Regione. “Con la sua proposta di rendere i bilanci delle Asl più leggibili l’opposizione si sta arrampicando sugli specchi, facciamo venire un uomo di Tremonti che spieghi come si leggono i bilanci delle aziende sanitarie, visto che li certifica”. Lo ha detto questa mattina l’assessore regionale alla salute, Claudio Montaldo, rispondendo così alla richiesta della minoranza in consiglio regionale di rendere più trasparenti i bilanci delle aziende sanitarie.
“Le norme che regolano i bilanci delle aziende – ha spiegato Montaldo – sono normate dallo Stato, i nostri bilanci sono certificati anno dopo anno, addirittura trimestre dopo trimestre dai tavoli del Ministero della salute e dell’economia. E’ chiaro che bisogna saperli leggere e se la minoranza non li sa leggere glieli spiegherò ancora una volta”. “Le fonti di entrata dei bilanci delle aziende sono chiare – ha ribadito l’assessore – da un lato il fondo nazionale sanitario e dall’altro le entrate delle ASL, come i ticket e le compartecipazioni varie ed eventuali canoni per la locazione di locali e le misure di ripiano sono date dalle addizionali su IRE e IRAP e fino all’anno scorso dal fondino”.
“La loro mi sembra comunque una polemica pretestuosa – continua Montaldo – per non parlare del fatto vero e cioè degli 80 milioni in meno per la sanità ligure che il Governo ha deciso di tagliare.
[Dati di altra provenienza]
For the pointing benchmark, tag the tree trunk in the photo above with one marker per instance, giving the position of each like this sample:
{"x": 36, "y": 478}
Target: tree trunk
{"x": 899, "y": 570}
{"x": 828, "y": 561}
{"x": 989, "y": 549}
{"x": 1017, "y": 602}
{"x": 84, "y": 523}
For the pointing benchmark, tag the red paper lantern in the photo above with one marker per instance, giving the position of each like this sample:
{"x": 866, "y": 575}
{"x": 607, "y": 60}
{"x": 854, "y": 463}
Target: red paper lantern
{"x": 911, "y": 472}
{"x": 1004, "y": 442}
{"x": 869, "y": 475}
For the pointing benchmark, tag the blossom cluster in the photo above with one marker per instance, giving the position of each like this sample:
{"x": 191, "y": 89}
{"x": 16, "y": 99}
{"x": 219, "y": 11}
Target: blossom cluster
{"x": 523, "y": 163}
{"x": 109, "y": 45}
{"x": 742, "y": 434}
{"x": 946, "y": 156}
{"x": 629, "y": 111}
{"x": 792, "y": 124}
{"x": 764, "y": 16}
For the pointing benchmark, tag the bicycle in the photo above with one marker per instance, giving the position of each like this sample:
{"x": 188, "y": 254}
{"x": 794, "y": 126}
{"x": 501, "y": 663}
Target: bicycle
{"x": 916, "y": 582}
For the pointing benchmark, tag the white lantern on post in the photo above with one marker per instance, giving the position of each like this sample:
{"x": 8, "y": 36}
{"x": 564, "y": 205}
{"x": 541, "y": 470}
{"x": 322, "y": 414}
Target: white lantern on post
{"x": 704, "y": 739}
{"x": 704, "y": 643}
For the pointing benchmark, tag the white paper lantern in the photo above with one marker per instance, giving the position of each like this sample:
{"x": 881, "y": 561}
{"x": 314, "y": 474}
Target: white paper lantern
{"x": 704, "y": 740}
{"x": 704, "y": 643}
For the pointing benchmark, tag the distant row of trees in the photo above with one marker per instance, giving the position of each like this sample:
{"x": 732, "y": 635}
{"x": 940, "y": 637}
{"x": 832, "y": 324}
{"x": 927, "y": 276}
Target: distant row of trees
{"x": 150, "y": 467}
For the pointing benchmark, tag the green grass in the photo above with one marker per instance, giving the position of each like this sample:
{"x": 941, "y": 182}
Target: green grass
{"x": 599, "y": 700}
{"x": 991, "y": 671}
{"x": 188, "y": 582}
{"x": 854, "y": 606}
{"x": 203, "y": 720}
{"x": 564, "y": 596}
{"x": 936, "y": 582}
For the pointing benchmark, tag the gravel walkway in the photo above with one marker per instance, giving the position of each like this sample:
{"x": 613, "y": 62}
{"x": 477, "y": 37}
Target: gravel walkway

Il nostro è un bilancio di grande trasparenza: il 2009 si è chiuso in attivo e il 2010 è partito con un disavanzo di 80 milioni per i tagli che il Ministro Sacconi ha inferto agli anziani della nostra regione. La minoranza non dice che il patto per la salute prevedeva finanziamenti per i prossimi anni, ma il decreto Tremonti li riduce di mezzo milione per il 2011 e di 1 miliardo e 130 milioni per il 2012”.